CSV engine mode for standard-compliant quote and comma parsing

MySQL CSV Storage Engine is non-standard with respect to embedded " and , character parsing. Fixing this issue unconditionally would break MySQL CSV format compatibility for any pre-existing user tables and for data exchange with other MySQL instances, but it would improve compatibility with other CSV producing/consuming tools.

To keep both MySQL and other tool compatibility, a new dynamic, global/session server variable csv_mode has been implemented. This variable allows an empty value (the default), and IETF_QUOTES.

If IETF_QUOTES is set, then embedded commas are accepted in quoted fields as-is, and a quote character is quoted by doubling it. In legacy mode embedded commas terminate the field, and quotes are quoted with a backslash.

Example

Table:

mysql> CREATE TABLE albums (
  `artist` text NOT NULL,
  `album` text NOT NULL
  ) ENGINE=CSV DEFAULT CHARSET=utf8
  ;

Following example shows the difference in parsing for default and IETF_QUOTES csv_quotes.

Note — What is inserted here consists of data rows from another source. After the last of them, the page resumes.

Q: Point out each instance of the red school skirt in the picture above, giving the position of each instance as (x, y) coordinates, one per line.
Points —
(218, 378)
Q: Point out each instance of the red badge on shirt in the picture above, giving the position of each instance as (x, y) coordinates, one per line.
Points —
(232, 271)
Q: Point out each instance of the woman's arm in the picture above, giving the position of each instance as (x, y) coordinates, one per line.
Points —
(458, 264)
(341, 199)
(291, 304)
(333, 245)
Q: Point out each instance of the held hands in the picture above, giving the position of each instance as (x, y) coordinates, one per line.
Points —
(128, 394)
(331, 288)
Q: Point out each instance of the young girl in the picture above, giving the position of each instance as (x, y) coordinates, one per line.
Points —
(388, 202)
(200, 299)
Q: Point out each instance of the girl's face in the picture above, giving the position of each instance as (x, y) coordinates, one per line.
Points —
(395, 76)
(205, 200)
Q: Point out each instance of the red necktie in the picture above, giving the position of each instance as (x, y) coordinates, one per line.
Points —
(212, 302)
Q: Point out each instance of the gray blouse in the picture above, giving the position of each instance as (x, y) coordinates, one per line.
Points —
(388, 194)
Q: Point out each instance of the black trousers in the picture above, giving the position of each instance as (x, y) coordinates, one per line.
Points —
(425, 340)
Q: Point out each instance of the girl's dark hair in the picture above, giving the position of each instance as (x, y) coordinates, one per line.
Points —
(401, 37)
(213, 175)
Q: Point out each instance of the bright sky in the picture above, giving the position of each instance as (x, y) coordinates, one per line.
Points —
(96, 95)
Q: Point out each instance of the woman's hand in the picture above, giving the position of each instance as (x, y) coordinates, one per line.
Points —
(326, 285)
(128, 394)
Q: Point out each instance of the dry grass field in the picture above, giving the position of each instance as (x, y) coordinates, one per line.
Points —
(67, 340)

mysql> INSERT INTO albums VALUES ("Great Artist", "Old Album"),
 ("Great Artist", "Old Album \"Limited Edition\"");

If the variable csv_mode is set to empty value (default) parsed data will look like:

"Great Artist","Old Album"
"Great Artist","\"Limited Edition\",Old Album"

If the variable csv_mode is set to IETF_QUOTES parsed data will look like as described in CSV rules:

"Great Artist","Old Album"
"Great Artist","""Limited Edition"",Old Album"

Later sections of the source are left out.